[Date Prev][Date Next][Thread Prev][Thread Next][Date Index][Thread Index]
Notes from Conversation with Roger
I got a free pass for 2 to see a preview of _Blade II_. When Roger and
I got there, we found (for worse or better) that they had already given
out all the seats, and that we'd need to go to a cafe and talk about
Mixminion instead.
Here are the notes we scribbled, somewhat elucidated and somewhat
reorganized.
NOT ALL OF THESE OBSERVATIONS ARE TRUE. This was all brainstorming.
- Although we have said we don't want to log individual messages, it
appears that some operators would like usage statistics. Perhaps
it would be good to tabulate number of incoming messages vs. number
of messages sent via each output method.
ABUSE
- Abuse seems to be the biggest unaddressed problem for people who
run remailers.
- Curtailing bandwidth is desirable, but won't get abuse complaints
to go away: somebody can send a threatening message in under 1k.

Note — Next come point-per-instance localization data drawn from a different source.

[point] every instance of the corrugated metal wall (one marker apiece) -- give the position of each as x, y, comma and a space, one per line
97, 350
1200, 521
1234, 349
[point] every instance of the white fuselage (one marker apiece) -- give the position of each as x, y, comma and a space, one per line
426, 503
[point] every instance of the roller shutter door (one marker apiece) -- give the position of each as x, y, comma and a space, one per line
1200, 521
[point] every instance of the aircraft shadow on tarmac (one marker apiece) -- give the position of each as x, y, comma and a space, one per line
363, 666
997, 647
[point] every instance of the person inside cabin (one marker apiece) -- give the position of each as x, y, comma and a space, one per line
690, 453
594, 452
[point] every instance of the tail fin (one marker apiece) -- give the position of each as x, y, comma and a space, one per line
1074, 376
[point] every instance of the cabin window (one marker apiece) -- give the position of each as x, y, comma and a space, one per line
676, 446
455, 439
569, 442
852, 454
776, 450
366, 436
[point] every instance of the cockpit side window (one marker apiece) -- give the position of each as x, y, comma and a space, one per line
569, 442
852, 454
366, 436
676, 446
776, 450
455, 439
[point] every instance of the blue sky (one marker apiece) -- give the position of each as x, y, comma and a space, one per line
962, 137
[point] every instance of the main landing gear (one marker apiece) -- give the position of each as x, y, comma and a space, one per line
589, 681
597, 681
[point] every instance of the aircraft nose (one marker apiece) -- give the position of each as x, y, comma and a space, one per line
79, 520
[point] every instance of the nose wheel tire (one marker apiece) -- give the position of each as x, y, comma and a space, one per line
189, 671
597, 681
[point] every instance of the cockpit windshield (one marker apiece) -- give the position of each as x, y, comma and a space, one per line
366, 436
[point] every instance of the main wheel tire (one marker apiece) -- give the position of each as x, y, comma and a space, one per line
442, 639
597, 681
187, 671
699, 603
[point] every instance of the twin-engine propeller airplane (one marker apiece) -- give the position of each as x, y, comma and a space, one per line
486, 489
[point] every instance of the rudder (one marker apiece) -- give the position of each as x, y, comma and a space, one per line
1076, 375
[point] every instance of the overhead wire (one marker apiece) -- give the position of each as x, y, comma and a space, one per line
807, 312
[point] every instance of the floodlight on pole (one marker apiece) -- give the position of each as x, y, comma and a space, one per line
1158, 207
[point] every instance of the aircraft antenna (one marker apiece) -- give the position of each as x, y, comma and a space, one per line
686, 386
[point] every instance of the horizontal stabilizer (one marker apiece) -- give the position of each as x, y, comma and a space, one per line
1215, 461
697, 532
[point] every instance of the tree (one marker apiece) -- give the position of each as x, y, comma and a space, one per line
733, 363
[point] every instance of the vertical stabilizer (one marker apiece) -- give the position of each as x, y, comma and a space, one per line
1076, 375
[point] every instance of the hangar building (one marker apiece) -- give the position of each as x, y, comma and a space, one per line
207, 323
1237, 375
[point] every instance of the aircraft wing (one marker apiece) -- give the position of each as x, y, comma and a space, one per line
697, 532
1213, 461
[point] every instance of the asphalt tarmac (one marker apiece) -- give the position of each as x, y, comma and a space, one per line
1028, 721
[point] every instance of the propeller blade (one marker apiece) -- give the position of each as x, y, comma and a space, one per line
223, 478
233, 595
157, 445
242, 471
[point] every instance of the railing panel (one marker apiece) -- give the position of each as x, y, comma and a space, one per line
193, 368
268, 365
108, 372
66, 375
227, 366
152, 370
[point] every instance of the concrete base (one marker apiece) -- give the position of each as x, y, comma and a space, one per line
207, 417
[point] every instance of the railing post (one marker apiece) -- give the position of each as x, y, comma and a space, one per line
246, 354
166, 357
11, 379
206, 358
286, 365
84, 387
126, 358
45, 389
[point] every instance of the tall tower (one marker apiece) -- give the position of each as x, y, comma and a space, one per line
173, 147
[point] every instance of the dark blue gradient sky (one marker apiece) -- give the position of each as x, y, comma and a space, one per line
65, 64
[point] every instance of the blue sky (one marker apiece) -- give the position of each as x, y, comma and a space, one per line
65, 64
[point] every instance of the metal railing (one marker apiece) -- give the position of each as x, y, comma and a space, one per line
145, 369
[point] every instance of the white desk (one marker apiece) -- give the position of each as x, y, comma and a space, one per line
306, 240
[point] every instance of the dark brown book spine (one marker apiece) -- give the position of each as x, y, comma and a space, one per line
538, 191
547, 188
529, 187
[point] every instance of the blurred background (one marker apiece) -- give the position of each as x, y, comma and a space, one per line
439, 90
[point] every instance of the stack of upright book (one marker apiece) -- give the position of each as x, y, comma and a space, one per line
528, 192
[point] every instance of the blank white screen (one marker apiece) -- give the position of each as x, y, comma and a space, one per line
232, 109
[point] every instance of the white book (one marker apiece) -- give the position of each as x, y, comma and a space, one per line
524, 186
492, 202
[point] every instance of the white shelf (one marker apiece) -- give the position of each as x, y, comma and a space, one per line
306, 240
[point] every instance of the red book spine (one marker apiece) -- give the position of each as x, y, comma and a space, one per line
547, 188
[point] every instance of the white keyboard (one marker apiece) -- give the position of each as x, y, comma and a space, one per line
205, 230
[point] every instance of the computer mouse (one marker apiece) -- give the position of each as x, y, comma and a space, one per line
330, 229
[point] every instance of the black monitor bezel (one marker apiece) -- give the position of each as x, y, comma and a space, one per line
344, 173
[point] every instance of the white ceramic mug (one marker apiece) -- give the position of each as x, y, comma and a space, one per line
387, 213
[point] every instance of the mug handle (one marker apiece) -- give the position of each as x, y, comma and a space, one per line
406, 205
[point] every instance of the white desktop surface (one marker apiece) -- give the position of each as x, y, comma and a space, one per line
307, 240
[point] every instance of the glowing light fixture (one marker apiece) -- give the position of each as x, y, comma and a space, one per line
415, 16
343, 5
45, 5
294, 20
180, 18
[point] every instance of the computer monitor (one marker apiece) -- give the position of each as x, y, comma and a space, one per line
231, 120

OBSERVATION 1: It's okay if there are different output methods
for nodes that accept different levels of exposure to abuse
complaints. Even if there are never more than a couple dozen nodes
willing to send SMTP to all and sundry, they could be supplanted by
others that send SMTP to those who opt in, others that encrypt and
store...
Of course, nothing but "sent SMTP to anybody" is good enough in
situations when recipients do not want to admit that they are
recipients of anonymous messages--see Observation 7 below. (Roger
made an analogy to a regulation during the 1950's wherein the Post
Office would -- as an alleged service to the postal customer --
hold "communist propaganda" for you at your local post office, and
not give it to you unless you came in and acknowledged with your
that you wanted it.)
OBSERVATION 2: Running middle nodes (ones that relay to other
nodes, but not to arbitrary SMTP addresses) may be relatively
innocuous. If this is so, then we can get people running those
nodes who would not want to assume the burden of running an open
SMTP exit.
OBSERVATION 3: Roger likes hybrid topologies, especially (from what
I can tell) ones that start with a free-route, but which end with a
short cascade to an exit (or destination) node. These would seem
to be a natural consequence of a system with many more relay nodes
than exit nodes.
OBSERVATION 4: There's a difference between "anonymous receiving
systems" and "anonymous sending systems." [I don't remember what
this had to do with abuse.
OBSERVATION 5: Abusive users are a problem for exit nodes, and thus
for the system; abusive exit nodes are not a problem in themselves?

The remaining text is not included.